Margaret Julian
March 29, 2012
On Page 75 and 76 both Zampano and Johnny Truant talk about the animals exiting the House because, the now growing room seems to reject them in some way. I was really astonished by this revelation and thought it was an interesting dimension in the book. Quickly I was assured it was interesting, and then both Zampano and Truant move on without so much as a guess into the reason why the house would not allow the animals inside the new room.
I find myself thinking that this passage could mean a lot of things. First of all, it was when I really started to think of the House as a living, and thinking thing. It obviously can reject or allow anyone into its secrets as it deems them fit. So if this isn’t frightening enough, I have a sneaking suspicion, that if the house can transport the animals into the backyard, that it can do other types of transportation as well. I have no idea what the long-term implications may be but it seems that aside from being just an interesting test of physics in the immediate sense it may be able to push the bounds of time and space to warp physics in a more radical way.
In another vein I think the book could be making some kind of comment on the way people perceive things versus the way a simpler creature may perceive things. The children do not at all seemed perturbed by the fact that their house is growing (at least not yet) at one point Zampano makes a cryptic comment about the kids ambivalence and how it would be there downfall but it is hard to see what will come of that just yet, so for now I can only interpret there lack of agitation as a lack of reaction and a similar way the animals seem unaffected. Clearly, though the children can enter the rooms and hallways and this separates them from Mallory and Hillary.
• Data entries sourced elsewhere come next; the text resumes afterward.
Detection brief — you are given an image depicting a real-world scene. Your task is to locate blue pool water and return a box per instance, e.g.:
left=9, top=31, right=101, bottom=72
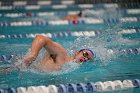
left=0, top=3, right=140, bottom=93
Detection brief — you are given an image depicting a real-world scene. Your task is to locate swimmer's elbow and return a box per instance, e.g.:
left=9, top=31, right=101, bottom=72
left=35, top=34, right=46, bottom=40
left=35, top=34, right=52, bottom=45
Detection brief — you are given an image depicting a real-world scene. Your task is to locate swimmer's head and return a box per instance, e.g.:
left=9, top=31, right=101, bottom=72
left=74, top=48, right=96, bottom=64
left=78, top=11, right=82, bottom=17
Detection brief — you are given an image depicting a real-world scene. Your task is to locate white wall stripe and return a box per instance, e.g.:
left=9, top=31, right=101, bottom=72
left=5, top=13, right=23, bottom=18
left=71, top=32, right=80, bottom=36
left=37, top=1, right=51, bottom=5
left=10, top=21, right=32, bottom=26
left=118, top=29, right=136, bottom=34
left=68, top=11, right=79, bottom=15
left=61, top=1, right=75, bottom=5
left=89, top=31, right=96, bottom=36
left=104, top=3, right=118, bottom=8
left=84, top=19, right=104, bottom=24
left=52, top=5, right=67, bottom=9
left=78, top=31, right=84, bottom=36
left=48, top=20, right=69, bottom=25
left=13, top=1, right=27, bottom=6
left=25, top=5, right=40, bottom=10
left=83, top=31, right=91, bottom=36
left=127, top=9, right=140, bottom=14
left=0, top=35, right=5, bottom=38
left=0, top=6, right=12, bottom=10
left=78, top=4, right=94, bottom=8
left=120, top=17, right=138, bottom=22
left=37, top=12, right=55, bottom=16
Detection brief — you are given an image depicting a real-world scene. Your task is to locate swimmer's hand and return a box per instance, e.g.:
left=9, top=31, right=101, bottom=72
left=23, top=55, right=36, bottom=66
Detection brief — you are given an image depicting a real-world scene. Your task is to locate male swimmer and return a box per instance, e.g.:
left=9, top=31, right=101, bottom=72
left=23, top=35, right=95, bottom=72
left=64, top=9, right=98, bottom=21
left=64, top=11, right=82, bottom=21
left=0, top=35, right=95, bottom=73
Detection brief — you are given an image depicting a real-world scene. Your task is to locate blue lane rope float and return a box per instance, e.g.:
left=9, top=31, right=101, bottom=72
left=0, top=28, right=140, bottom=39
left=0, top=79, right=139, bottom=93
left=58, top=84, right=67, bottom=93
left=86, top=82, right=96, bottom=92
left=67, top=83, right=77, bottom=93
left=132, top=79, right=140, bottom=88
left=0, top=48, right=139, bottom=63
left=0, top=17, right=139, bottom=27
left=0, top=31, right=98, bottom=39
left=1, top=9, right=139, bottom=18
left=121, top=48, right=140, bottom=55
left=0, top=55, right=15, bottom=63
left=118, top=28, right=140, bottom=34
left=126, top=9, right=140, bottom=14
left=76, top=83, right=86, bottom=92
left=7, top=88, right=17, bottom=93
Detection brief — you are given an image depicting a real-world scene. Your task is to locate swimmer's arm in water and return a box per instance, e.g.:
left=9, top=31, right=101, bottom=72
left=24, top=35, right=67, bottom=67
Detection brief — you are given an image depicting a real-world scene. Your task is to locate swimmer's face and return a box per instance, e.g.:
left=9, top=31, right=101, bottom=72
left=75, top=50, right=93, bottom=64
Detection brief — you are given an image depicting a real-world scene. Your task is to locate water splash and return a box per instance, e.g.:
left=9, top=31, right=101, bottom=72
left=22, top=59, right=80, bottom=76
left=46, top=60, right=80, bottom=75
left=12, top=48, right=80, bottom=75
left=67, top=22, right=139, bottom=66
left=11, top=8, right=139, bottom=73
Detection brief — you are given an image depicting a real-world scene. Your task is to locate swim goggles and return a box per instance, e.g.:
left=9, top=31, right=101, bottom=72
left=79, top=48, right=96, bottom=63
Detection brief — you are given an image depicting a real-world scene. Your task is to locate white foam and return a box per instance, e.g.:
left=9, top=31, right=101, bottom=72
left=47, top=60, right=80, bottom=75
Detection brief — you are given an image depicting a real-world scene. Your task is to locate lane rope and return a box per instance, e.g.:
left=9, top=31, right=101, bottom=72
left=0, top=17, right=139, bottom=27
left=0, top=79, right=139, bottom=93
left=0, top=28, right=140, bottom=39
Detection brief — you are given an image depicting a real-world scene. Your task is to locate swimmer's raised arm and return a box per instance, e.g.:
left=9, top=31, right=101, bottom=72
left=24, top=35, right=50, bottom=66
left=23, top=34, right=67, bottom=66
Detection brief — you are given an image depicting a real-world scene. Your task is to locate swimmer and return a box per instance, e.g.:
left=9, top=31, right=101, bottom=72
left=23, top=35, right=95, bottom=72
left=64, top=11, right=82, bottom=21
left=64, top=9, right=100, bottom=21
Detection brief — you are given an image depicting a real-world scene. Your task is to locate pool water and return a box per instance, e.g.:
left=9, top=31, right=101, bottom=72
left=0, top=2, right=140, bottom=93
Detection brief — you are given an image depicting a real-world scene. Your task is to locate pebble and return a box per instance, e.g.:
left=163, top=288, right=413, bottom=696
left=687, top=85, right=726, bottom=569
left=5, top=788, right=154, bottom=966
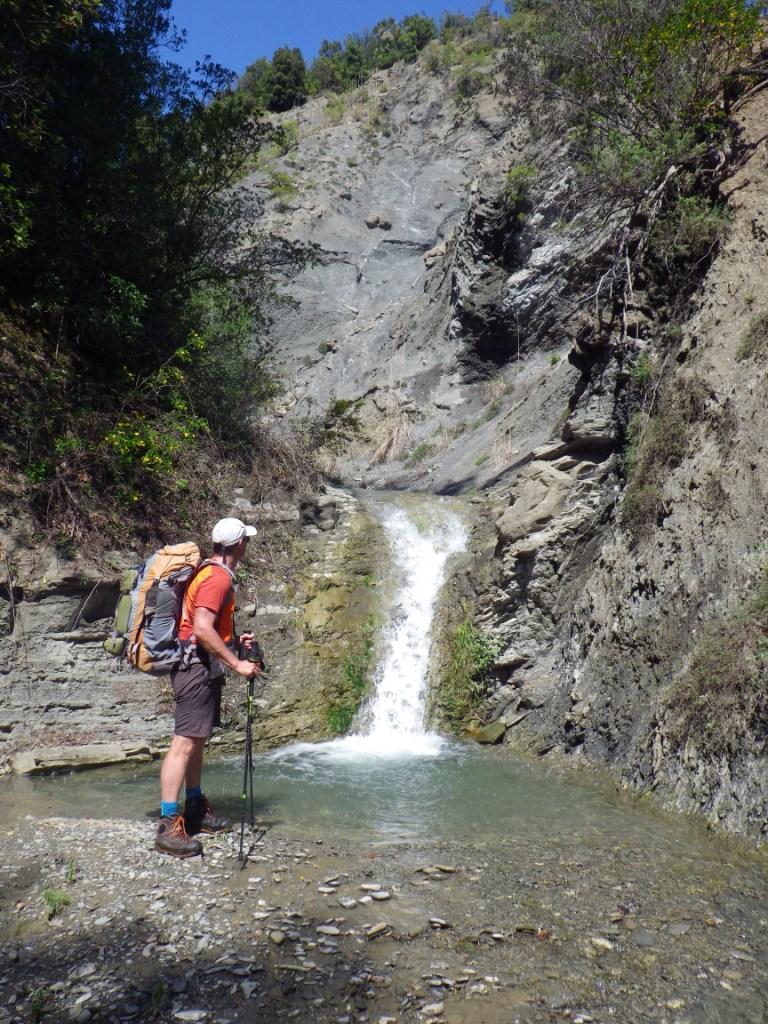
left=371, top=891, right=391, bottom=902
left=269, top=931, right=287, bottom=946
left=669, top=921, right=692, bottom=936
left=590, top=937, right=615, bottom=951
left=421, top=1003, right=444, bottom=1017
left=360, top=883, right=382, bottom=892
left=366, top=923, right=390, bottom=939
left=174, top=1013, right=208, bottom=1023
left=317, top=886, right=337, bottom=894
left=317, top=925, right=341, bottom=936
left=338, top=896, right=358, bottom=909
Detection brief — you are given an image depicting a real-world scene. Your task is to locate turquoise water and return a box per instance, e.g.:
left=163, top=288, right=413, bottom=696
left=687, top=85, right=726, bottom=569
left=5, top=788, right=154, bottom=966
left=4, top=739, right=758, bottom=870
This is obviously an incomplete assessment of the situation and I plan to note how this continues to affect the story.
As far as what this passage does for the novel as a whole; I think it is designed to frustrate the reader and bring attention to the issue at hand. Both Zampano and Truant’s exposition in the footnotes helps the reader riddle through some of the major plot issues but this deliberate lack of explanation is what makes it stand out most. I could not stop thinking about why these animals weren’t allowed into the room, I wanted an explanation and therefore tried to riddle one out for myself. This also made me much more aware of the animals than I had been previously. I paid much more attention to the domesticated critters than I normally would a house-pet.
1 comment:
In the first paragraph, you describe a very interesting moment in the plot. I agree that it's interesting, and I'm more than ok with your approach to it. But you aren't really doing the prompt - no part of me believes that you found this part of the novel *difficult*, at least in relative terms - you thought it was interesting, and wanted to do something with it.
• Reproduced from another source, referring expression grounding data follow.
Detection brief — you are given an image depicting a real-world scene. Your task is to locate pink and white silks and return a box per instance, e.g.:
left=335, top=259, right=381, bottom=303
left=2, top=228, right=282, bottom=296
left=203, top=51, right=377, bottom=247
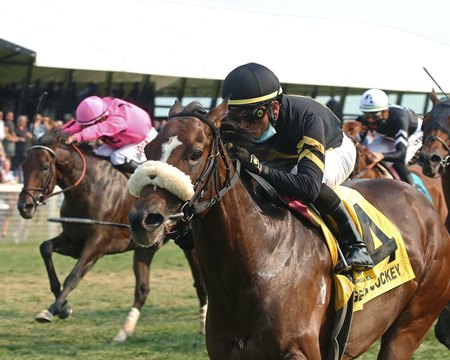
left=62, top=97, right=158, bottom=165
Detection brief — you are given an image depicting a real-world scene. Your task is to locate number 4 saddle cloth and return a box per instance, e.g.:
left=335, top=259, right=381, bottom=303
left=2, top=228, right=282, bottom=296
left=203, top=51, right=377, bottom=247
left=287, top=185, right=416, bottom=312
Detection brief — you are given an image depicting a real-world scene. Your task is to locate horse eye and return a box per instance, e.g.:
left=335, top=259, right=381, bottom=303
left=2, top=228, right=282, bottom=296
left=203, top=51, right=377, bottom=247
left=190, top=150, right=203, bottom=161
left=43, top=164, right=50, bottom=171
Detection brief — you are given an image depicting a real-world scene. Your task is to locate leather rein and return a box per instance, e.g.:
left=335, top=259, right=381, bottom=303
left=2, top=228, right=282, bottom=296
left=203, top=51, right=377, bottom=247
left=20, top=143, right=87, bottom=206
left=168, top=112, right=240, bottom=222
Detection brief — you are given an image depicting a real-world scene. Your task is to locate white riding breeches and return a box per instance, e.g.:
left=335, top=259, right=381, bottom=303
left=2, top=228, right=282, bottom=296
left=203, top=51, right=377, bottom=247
left=362, top=119, right=423, bottom=166
left=94, top=127, right=158, bottom=165
left=290, top=133, right=356, bottom=189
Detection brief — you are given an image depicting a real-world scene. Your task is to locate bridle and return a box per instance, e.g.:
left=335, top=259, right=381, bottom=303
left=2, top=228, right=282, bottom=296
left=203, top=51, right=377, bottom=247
left=168, top=112, right=240, bottom=222
left=422, top=132, right=450, bottom=173
left=20, top=143, right=87, bottom=207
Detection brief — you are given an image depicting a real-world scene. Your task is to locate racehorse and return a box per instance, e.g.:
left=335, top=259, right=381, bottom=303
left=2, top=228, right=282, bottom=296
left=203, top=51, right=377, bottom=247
left=16, top=129, right=207, bottom=342
left=343, top=120, right=448, bottom=224
left=418, top=89, right=450, bottom=349
left=127, top=99, right=450, bottom=359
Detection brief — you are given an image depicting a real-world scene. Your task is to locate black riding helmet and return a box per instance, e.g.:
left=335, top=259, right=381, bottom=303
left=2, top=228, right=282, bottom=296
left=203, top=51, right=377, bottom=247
left=222, top=63, right=282, bottom=124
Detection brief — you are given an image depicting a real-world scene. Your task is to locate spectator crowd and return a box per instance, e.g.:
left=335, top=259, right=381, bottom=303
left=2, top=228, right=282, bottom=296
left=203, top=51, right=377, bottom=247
left=0, top=109, right=62, bottom=184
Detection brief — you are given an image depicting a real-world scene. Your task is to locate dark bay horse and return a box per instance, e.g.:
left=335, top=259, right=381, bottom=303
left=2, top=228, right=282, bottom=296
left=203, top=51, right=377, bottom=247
left=418, top=90, right=450, bottom=349
left=343, top=120, right=448, bottom=224
left=127, top=100, right=450, bottom=359
left=16, top=129, right=207, bottom=342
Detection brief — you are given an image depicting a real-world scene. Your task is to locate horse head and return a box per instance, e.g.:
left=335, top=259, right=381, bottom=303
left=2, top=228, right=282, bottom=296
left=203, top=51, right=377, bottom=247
left=17, top=129, right=73, bottom=218
left=128, top=99, right=232, bottom=248
left=418, top=89, right=450, bottom=177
Your discussions of animal vs. human perception, and of the house as living or at least having some kind of will or volition are good, but also brief and tentative. Either one could have been the root of a full essay, not of a short paragraph in a short essay. If there's one thing you could benefit from, it would be learning to develop the good ideas that you have (because I don't think you ever lack in terms of ideas, only sometimes in terms of execution).
The last paragraph is purely generic - it's something we could say literally about any confusing material that seems like it's confusing on purpose. It's not that it's wrong - it's just that it's excessively general, with no real relationship to the text or passage at hand.